Ajakan renungan perayaan itu oleh Kepala Gereja Paroki Santa Maria Lourdes Desa Sumber, Kecamatan Dukun, Kabupaten Magelang, Romo Aloysius Martoyoto Wiyono, kepada sekitar 700 umat Stasi Lor Senowo pada Minggu Palma (20/3) itu, rupanya bukan sekadar ihwal kekuasaan politik praktis atas suatu pemerintahan yang sedang diduduki para elite saat ini.

Pada misa kudus Minggu Palma yang ditandai dengan prosesi jalan kaki sejauh sekitar setengah kilometer itu, umat diajak merenungkan lebih mendasar tentang sosok kepemimpinan seperti halnya pribadi Yesus yang sederhana, tulus, dan teguh menjalankan misi penyelamatan manusia dari dosa.

Kepribadian yang sederhana, teguh, dan tulus sebagai gembala umat itu, justru terbukti mampu meletakkan kekuasaannya atas hati publik.

Umat Katolik lereng barat dari puncak Gunung Merapi menandai perayaan Minggu Palma dengan arak-arakan melewati sepenggal jalan menuju Pos Pengamatan Gunung Merapi di Desa Babadan yang kondisinya rusak cukup parah.
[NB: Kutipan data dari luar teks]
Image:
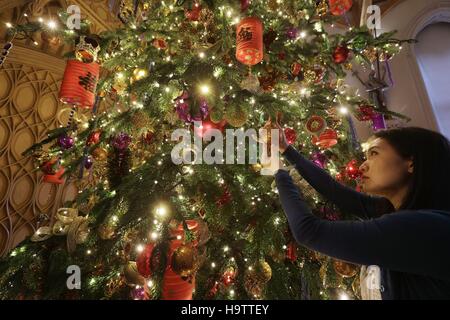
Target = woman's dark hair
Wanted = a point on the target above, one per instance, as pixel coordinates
(430, 152)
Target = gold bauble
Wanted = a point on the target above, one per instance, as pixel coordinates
(185, 261)
(106, 231)
(139, 74)
(140, 121)
(345, 269)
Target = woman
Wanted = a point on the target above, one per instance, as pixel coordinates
(407, 199)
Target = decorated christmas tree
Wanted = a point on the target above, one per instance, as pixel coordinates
(145, 227)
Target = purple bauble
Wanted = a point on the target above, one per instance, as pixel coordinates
(138, 293)
(204, 111)
(319, 159)
(182, 107)
(121, 141)
(88, 163)
(292, 33)
(378, 122)
(65, 142)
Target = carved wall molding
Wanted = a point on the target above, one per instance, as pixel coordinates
(29, 107)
Aspalnya telah mengelupas dan nyaris tak berbekas, kondisi jalan menjadi bergelombang atau tidak rata, dan tinggal bebatuan yang banyak menongol.

Kerusakan jalan tersebut, terutama karena setiap hari dilalui truk-truk pengangkut pasir dan batu dari sejumlah lokasi penambangan material dari kawasan gunung berapi yang pada 2010 erupsi hebat disusul banjir lahar hujan melewati berbagai sungai.

Prosesi Minggu Palma dipimpin Romo Martoyoto dengan sejumlah prodiakon dan beberapa misdinar, dijalani umat dari dekat areal pertanian Dusun Grogol, Desa Mangunsoko, Kecamatan Dukun di dekat Sungai Senowo, menuju gedung terbuka tempat mereka beribadah yang kemudian diberi nama Gubug Selo Merapi.

Setelah Romo Martoyoto memercikkan air suci tanda berkat untuk daun palma yang dipegang para umat, kemudian prosesi khitmad dijalani mereka sambil melambungkan lagu-lagu rohani Katolik.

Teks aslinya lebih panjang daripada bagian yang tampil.